You can google “sub specie æternitatis” yourselves.
The invader wore slippers
The new documentary’s full title, Hubert Butler: Witness To The Future, captures one side to his writing, a certain prescience (about the Balkans in particular) and a way of asking the right “what if” questions. Take his 1950 essay for the Bell magazine, with the inspired title of “The invader wore slippers”.
It describes how “during the war, we in Ireland heard much of the jackboot and how we should be trampled beneath it if Britain’s protection failed us,” and how “our imagination, fed on the daily press, showed us a Technicolor picture of barbarity and heroism.”
But suppose the invader came wearing “not jackboots, but carpet slippers”? Then “how will I behave, and the respectable X’s, the patriotic Y’s and the pious Z’s?”
The writing is clearly speculative, yet firmly grounded in historical fact, including the real-life reactions of the populations of various statelets and regions of Europe to the Nazi invaders, and the role of the Catholic Church in assisting the new rulers.
Here’s a short extract to get a flavour:
When an incendiary sets a match to respectability, it smoulders malodorously, but piety, like patriotism, goes off like a rocket. The jackboot was worn by the Croats themselves and used so vigorously against the schismatic Serbs that the Germans and Italians, who had established the little state, were amazed. Pavelitch, the regicide ruler of Croatia, was himself the epitome, the personification, of the extraordinary alliance of religion and crime, which for four years made Croatia the model for all satellite states in German Europe. He was extremely devout, attending mass every morning with his family in a private chapel built onto his house. He received expressions of devoted loyalty from the leaders of the churches, including the Orthodox, whose murdered metropolitan had been replaced by a subservient nominee. He gave them medals and enriched their parishes with the plundered property of the schismatics, and he applied the simple creed of One Faith, One Fatherland, with a literalness that makes the heart stand still. It was an equation that had to be solved in blood. Nearly two million orthodox were offered the alternatives of death or conversion to the faith of the majority…
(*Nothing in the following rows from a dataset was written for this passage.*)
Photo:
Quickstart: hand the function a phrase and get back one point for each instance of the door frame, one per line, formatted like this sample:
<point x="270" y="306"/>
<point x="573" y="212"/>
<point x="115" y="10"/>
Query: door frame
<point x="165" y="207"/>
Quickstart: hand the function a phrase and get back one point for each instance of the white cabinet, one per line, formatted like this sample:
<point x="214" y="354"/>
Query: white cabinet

Yet, as I read the papers in Zagreb [papers from the war in the city’s Municipal Library], I felt it was not the human disaster but the damage to honoured words and thoughts that was most irreparable. The letter and spirit had been wrested violently apart and a whole vocabulary of Christian goodness had been blown inside out like an umbrella in a thunderstorm.
Back in postwar Ireland, Butler unmasked the Nazi collaborator Andrija Artukovic, “the butcher of the Balkans”, who was living here under a false name on a Swiss passport. This was decades before Cathal O’Shannon’s 2007 documentary for RTÉ about the scandal, yet the documentary doesn’t once mention Butler.
Butler’s own passport renewal application was scrutinised by State officials, from lowly clerical officers right up to the Office of the President, which stamped his application with a “caveat” – a warning by the President that Butler was to be excluded from any official functions or recognition.
In the end, though, Church and State never did manage to silence Hubert Butler’s voice or erase him from history. This new documentary is firm proof of that.